Fred, I couldn’t agree more. We have this enormous opportunity to create new wealth and lazy revenue by harnessing all of the technological innovations of the last few decades, to snatch back leisure time and control of our own financial destinies from the bosses, to fulfill the promise of “the industrial future” where George Jetson complains so bitterly about working an extra fifteen minutes at his two hour job, but no. We must work hard, we must have high blood pressure, we must sacrifice everything human and noble about ourselves for paltry sums.
Hard work and long hours don’t change the world - messing around in the garage all day, drinking beer and playing with new tools and technologies changes the world. Those who belong to the cult of hard work resent this enormously, since they feel that their hard work is the road of the righteous, so to speak.
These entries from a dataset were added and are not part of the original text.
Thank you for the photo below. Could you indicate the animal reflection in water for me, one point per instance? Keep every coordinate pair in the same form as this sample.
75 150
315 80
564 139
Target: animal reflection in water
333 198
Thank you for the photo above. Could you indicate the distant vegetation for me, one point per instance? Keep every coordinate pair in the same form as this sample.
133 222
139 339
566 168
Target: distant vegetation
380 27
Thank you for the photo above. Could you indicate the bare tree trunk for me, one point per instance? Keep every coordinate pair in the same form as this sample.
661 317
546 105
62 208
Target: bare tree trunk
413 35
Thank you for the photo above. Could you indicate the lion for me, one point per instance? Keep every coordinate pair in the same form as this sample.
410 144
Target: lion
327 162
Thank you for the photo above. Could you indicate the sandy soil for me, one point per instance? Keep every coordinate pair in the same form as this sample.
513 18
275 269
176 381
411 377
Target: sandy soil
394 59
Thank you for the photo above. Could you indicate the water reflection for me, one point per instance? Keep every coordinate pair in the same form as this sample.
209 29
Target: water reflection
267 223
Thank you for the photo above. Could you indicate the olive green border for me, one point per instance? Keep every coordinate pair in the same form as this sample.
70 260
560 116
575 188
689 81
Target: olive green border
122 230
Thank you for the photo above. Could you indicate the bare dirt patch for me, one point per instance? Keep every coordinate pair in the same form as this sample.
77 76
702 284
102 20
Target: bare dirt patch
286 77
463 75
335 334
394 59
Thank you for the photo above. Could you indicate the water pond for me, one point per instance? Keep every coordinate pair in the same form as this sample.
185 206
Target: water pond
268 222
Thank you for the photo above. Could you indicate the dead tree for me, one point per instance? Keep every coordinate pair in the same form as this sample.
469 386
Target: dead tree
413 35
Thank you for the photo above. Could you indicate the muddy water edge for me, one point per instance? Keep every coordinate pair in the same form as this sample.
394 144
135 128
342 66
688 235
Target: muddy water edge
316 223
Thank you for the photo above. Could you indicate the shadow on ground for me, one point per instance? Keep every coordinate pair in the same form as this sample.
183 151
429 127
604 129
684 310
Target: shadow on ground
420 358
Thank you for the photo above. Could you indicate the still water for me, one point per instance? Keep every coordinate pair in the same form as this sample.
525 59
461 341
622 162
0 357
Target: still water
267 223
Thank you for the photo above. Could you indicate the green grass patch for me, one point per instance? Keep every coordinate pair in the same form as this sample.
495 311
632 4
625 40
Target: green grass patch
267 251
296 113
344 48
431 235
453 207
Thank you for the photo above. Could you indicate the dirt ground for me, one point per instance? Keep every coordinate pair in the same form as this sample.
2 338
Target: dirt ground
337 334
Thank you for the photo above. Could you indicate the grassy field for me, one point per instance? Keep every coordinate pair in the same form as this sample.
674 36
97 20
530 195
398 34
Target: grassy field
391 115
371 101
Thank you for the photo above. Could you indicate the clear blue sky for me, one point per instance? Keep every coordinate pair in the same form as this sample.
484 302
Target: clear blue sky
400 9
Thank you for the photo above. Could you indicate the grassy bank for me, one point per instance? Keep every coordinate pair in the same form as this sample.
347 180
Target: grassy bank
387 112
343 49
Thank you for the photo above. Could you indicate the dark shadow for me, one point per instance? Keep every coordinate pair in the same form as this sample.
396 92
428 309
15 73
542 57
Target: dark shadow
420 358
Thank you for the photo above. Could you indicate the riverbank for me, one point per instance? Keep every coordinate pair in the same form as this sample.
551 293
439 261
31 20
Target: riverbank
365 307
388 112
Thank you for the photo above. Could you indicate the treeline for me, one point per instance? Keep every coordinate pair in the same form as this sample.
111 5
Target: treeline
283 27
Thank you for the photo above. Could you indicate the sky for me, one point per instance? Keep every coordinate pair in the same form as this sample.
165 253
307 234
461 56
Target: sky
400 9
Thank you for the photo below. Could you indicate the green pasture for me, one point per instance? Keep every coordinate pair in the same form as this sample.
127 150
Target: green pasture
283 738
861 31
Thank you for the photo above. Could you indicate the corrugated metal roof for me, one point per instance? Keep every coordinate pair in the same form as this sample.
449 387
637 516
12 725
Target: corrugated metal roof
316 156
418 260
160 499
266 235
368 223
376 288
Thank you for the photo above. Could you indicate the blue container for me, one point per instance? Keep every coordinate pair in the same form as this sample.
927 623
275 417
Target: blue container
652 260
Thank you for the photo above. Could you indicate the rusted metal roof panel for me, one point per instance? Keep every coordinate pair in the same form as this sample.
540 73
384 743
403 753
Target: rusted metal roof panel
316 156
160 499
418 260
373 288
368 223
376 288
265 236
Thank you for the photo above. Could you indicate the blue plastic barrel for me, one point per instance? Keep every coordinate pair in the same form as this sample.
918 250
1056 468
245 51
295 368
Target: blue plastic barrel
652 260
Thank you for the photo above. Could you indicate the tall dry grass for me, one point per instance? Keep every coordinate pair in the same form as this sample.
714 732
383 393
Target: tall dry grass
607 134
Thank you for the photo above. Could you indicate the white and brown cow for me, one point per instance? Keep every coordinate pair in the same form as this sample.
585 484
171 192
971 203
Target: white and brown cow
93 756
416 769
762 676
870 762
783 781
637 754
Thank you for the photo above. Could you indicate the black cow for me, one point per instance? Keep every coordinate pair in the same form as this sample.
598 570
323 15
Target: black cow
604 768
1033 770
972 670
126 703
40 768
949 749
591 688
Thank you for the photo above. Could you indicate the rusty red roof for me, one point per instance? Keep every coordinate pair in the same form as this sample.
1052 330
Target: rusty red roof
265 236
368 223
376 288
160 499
Because of this, every time an innovation, or a set of innovations comes along that could radically alter the way people in general interact with work and view productivity, they hijack it.
Laziness isn’t the ability to do three times as much as the next guy in the same amount of time; laziness is about getting done the same amount of work as the next guy while still in bed. No one in the Cult of Work wants you to think too much about that, though, since almost everyone who does eventually comes to the conclusion that what the cult calls work is not only unnecessary, it is archaic and pointless.
But hey, what would the world be without dinosaurs to watch die?